好きって好意を伝えてくれることに俺は胡坐をかいていた。頭では本気か分からない、遊びかもしれない、なんて言って突っぱねていたけど、本当はそんなの関係なかったのだ。だから今度は俺からだ。
「押してダメなら引いてみろって、ホントなんだ……」
「……え?」
ふと、ナマエさんがそんなことを呟いた。それに思わず素っ頓狂な声が零れる。ちょっと待て。
「え……っと……?」
「お兄ちゃんたちからのアドバイスで……その……」
「……ッあー……マジかー……!」
それを聞いて、全てを理解した。そして頭を抱えてテーブルに突っ伏した。まあつまるところ、そう言う事なのだろう。灰谷たちが俺の様子を窺って、わざわざナマエさんの行きつけのカフェまで教えてくれたのはこう言う事だったのだ。やられた、と二人の顔を思い出して項垂れる。

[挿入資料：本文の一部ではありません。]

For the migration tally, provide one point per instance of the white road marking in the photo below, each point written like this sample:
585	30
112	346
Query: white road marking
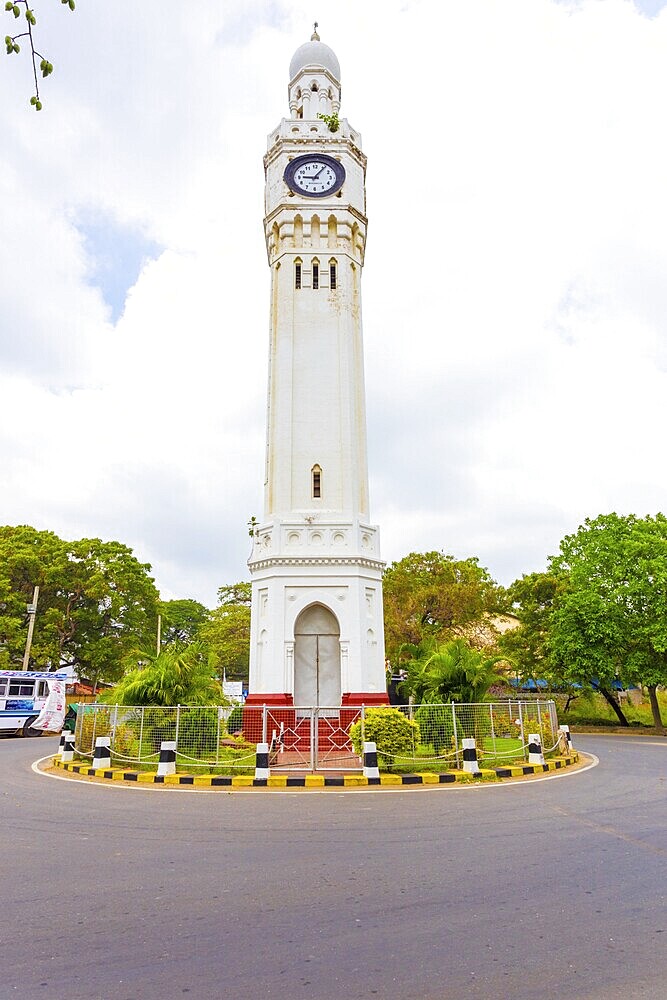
386	789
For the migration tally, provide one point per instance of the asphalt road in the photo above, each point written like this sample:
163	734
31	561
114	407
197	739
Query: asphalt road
545	889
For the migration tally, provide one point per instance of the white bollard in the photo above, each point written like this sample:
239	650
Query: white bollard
262	769
67	752
371	769
535	755
167	762
470	756
564	732
102	752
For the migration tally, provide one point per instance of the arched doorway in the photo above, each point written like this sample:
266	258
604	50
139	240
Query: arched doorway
317	658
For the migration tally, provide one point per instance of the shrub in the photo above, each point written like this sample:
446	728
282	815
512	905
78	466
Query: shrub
235	720
198	731
436	726
93	724
392	732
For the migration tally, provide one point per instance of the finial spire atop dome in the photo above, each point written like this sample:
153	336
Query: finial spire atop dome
314	54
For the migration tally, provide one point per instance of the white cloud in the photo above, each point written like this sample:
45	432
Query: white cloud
514	297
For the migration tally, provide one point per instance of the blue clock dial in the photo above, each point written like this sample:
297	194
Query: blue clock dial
315	175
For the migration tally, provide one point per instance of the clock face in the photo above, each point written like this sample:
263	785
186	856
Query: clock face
316	175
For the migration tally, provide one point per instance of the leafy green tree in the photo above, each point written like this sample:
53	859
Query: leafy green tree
177	675
181	620
96	601
454	671
227	632
611	622
533	598
430	596
21	11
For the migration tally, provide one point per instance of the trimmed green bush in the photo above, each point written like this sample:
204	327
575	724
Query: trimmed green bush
392	732
235	720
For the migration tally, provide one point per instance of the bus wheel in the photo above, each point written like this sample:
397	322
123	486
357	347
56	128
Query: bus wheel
28	730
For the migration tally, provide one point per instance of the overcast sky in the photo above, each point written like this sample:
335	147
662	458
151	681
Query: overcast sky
515	290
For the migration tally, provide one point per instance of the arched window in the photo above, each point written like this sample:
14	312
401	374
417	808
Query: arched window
316	474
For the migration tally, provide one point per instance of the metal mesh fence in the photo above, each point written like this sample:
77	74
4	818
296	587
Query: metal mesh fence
224	738
206	736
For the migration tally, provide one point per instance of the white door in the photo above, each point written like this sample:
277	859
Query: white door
317	659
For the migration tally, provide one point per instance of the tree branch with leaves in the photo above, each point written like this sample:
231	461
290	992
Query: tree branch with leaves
40	64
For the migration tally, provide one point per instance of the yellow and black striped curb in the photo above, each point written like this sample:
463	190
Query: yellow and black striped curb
315	780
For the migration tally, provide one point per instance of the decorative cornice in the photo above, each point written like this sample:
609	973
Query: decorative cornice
255	564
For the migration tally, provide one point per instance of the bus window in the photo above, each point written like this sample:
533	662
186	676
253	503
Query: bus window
21	688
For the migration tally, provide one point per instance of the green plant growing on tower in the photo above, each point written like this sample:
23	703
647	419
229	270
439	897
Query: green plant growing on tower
333	121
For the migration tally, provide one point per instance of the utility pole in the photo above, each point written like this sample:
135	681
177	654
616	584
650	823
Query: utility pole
32	611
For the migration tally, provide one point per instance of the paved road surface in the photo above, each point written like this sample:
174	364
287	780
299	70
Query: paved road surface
531	891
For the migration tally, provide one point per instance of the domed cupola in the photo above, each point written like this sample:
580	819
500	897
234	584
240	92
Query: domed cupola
314	86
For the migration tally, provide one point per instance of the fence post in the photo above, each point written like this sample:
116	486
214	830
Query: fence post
167	762
535	755
523	739
102	754
564	736
455	733
262	769
141	733
67	752
470	756
371	769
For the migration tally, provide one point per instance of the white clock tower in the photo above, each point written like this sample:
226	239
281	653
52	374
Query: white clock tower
317	630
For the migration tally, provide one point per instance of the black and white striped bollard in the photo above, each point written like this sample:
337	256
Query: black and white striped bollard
102	753
371	769
262	761
470	756
535	755
564	732
167	762
67	752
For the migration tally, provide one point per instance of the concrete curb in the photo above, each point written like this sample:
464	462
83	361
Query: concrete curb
314	780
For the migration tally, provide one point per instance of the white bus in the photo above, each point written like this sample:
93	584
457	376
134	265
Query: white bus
23	694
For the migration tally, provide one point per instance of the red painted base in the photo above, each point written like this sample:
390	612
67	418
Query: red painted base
368	698
269	699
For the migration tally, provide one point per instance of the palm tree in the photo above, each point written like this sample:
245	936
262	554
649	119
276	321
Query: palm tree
177	675
453	672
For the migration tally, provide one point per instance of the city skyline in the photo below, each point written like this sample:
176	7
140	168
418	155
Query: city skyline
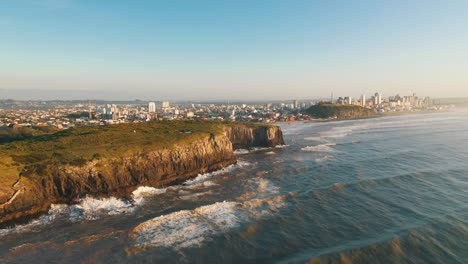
272	50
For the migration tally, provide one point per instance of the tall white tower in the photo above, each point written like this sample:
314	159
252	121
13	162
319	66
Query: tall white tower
152	107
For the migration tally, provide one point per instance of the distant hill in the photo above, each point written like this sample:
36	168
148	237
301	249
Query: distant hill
327	110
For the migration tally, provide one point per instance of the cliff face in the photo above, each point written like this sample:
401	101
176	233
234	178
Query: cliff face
117	176
248	137
33	193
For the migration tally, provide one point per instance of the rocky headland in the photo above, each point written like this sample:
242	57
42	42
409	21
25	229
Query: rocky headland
61	167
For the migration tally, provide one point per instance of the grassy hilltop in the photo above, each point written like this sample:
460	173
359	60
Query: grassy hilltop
327	110
32	147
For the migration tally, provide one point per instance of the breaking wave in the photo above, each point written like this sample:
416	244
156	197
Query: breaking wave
142	192
190	228
320	148
322	159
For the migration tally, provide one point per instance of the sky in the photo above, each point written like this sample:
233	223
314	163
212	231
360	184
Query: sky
237	50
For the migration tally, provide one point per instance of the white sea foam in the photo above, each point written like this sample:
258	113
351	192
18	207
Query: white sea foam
91	208
241	151
44	220
322	159
143	192
186	228
313	138
320	148
264	186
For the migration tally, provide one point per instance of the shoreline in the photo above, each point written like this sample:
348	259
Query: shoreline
378	115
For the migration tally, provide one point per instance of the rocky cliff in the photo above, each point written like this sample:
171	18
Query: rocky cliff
33	193
260	136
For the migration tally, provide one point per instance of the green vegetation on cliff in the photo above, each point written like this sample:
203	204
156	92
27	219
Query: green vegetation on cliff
327	110
32	148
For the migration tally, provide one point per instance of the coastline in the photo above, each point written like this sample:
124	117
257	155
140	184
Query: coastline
378	115
121	175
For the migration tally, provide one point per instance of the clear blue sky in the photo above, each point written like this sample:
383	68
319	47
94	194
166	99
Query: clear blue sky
243	49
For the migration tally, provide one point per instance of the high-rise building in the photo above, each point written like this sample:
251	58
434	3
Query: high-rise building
296	104
151	107
377	99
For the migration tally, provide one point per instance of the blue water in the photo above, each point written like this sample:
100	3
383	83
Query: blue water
384	190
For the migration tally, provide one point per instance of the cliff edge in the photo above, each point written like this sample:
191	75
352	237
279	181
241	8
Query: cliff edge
327	110
115	160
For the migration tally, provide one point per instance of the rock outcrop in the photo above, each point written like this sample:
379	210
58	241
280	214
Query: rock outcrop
34	194
248	137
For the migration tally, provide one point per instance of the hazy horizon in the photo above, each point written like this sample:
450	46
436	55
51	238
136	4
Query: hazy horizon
243	50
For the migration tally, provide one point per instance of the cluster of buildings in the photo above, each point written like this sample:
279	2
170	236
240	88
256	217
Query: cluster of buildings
395	103
67	114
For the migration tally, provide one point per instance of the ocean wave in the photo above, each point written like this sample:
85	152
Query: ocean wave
266	186
191	228
91	208
320	148
88	208
143	192
53	213
322	159
313	138
241	151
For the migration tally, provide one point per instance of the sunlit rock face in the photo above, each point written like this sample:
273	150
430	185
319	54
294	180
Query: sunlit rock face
119	176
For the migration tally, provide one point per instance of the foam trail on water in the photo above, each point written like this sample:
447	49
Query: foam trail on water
93	208
327	157
142	192
190	228
54	211
320	148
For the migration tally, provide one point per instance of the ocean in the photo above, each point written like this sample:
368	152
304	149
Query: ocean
383	190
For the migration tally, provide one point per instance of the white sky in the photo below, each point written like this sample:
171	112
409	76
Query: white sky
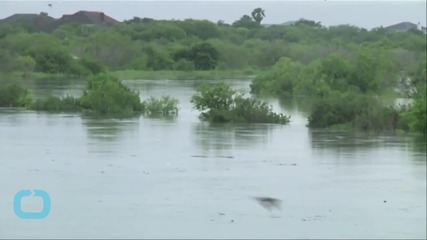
367	14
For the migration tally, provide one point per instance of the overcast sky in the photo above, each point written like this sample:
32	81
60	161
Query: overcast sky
367	14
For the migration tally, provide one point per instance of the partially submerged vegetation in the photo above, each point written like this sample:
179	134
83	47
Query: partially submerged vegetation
104	95
343	69
220	103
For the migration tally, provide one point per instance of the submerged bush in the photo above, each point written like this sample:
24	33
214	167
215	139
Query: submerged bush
220	103
105	94
163	106
360	111
56	104
415	117
14	96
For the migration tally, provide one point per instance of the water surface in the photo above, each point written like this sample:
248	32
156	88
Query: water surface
182	178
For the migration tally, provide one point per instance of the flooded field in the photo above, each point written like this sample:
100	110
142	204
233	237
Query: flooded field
182	178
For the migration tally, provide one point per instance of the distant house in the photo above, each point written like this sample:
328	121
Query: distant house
86	17
42	22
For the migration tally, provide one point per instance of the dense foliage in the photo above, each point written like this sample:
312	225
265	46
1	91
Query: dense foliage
220	103
344	69
148	44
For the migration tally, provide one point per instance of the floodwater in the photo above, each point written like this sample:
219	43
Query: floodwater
182	178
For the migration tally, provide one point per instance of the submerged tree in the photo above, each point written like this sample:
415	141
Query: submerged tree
258	15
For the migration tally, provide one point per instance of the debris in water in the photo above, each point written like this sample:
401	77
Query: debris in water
269	203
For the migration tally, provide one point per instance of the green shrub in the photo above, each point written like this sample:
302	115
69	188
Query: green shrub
220	103
163	106
105	94
361	111
14	96
184	65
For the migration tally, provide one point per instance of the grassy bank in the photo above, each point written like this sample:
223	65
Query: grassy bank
148	75
184	75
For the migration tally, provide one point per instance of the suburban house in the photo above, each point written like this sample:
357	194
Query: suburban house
41	22
86	17
45	23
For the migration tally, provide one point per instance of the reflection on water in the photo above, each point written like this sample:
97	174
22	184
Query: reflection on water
110	129
55	86
136	177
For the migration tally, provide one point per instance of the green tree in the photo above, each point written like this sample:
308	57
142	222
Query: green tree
258	15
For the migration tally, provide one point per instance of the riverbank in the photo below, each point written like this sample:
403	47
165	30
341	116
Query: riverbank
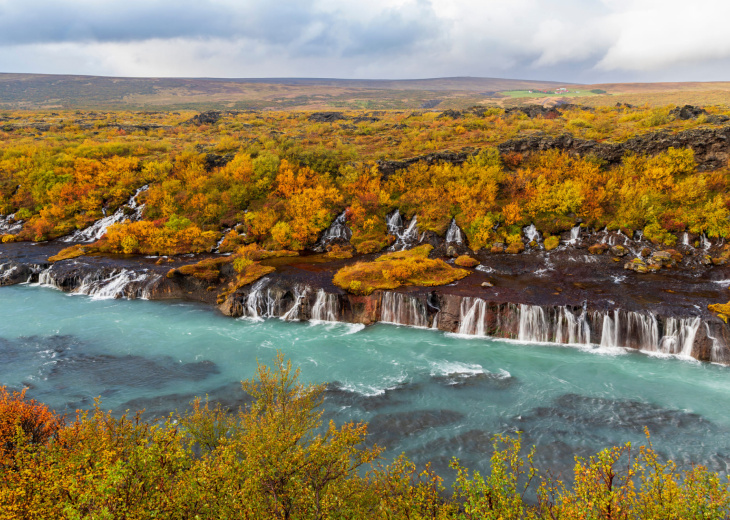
577	293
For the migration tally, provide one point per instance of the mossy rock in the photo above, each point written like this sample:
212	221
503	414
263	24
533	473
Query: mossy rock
515	248
618	250
466	261
598	249
551	243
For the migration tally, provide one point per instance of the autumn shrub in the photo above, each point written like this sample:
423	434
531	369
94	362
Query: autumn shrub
466	261
23	422
393	270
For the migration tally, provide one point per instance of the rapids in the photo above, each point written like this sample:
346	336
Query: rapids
431	394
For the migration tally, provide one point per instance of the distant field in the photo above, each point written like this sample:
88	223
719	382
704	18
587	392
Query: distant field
51	92
537	94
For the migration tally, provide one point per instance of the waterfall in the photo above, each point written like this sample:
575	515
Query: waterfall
293	314
435	324
717	354
705	242
679	336
641	332
338	230
571	329
9	226
257	300
325	307
5	272
534	325
531	233
473	317
453	235
404	239
103	284
401	309
609	333
574	235
130	211
394	222
112	286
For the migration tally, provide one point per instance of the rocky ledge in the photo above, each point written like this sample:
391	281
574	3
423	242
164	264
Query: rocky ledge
584	292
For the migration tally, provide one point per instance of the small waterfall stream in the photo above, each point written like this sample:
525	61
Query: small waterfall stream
131	211
294	313
10	226
401	309
105	284
325	307
454	235
473	317
338	230
404	238
574	236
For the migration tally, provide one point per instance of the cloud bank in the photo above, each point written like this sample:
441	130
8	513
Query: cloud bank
568	40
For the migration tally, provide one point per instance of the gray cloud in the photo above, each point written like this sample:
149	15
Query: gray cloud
569	40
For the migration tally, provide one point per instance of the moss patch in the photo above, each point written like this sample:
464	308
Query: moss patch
394	270
721	309
551	242
466	261
208	269
72	252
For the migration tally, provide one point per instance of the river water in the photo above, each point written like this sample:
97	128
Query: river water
430	394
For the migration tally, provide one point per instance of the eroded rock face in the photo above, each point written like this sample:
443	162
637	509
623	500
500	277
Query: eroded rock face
688	112
710	145
327	117
206	118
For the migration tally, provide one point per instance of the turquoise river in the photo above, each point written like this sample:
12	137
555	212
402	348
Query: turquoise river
430	394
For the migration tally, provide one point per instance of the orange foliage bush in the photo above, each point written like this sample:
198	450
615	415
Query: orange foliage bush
23	422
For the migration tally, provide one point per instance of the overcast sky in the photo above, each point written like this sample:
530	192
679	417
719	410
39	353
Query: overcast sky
586	41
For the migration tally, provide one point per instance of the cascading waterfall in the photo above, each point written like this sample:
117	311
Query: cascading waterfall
473	317
293	314
112	286
570	328
131	211
453	235
531	233
404	238
641	332
574	235
534	324
679	336
6	270
610	331
338	230
705	242
10	226
259	303
105	285
718	349
401	309
325	307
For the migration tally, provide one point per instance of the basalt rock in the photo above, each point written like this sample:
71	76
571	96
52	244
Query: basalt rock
205	118
327	117
711	146
388	168
688	112
533	111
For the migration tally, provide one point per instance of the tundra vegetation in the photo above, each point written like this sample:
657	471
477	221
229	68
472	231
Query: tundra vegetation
276	458
279	179
276	180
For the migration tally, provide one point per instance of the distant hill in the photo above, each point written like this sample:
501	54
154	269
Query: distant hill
42	91
51	91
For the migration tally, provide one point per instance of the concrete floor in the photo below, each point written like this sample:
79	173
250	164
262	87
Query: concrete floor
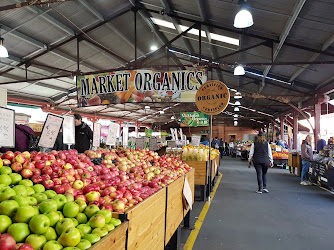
291	216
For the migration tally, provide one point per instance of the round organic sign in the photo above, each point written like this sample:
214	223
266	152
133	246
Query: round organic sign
212	97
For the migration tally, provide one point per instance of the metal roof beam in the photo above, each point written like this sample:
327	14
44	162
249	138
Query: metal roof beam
298	7
328	43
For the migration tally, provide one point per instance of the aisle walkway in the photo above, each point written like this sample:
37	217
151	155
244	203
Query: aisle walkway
291	216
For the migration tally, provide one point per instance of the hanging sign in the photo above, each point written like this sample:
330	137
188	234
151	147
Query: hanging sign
113	134
212	97
7	127
194	119
50	130
69	130
96	134
139	86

そんな俺に申し訳なく思ったのかナマエさんも「ごめん……」と謝って来た。でも次に「でも、これでダメならホントに諦めようと思ってた……」と小さく呟かれて、俺は大きなため息と一緒に笑ってそれを投げ飛ばした。
「あー、はいはい、俺の負け。俺の負けだよ、まったく」
そう言ってテーブルに肘を付く。そうしてまだこちらの様子を窺ってくるナマエさんに俺は言ってやった。
「ちゃんと好きだよ」
そしたらまた顔を真っ赤にさせたから、俺はもう一度笑ってやった。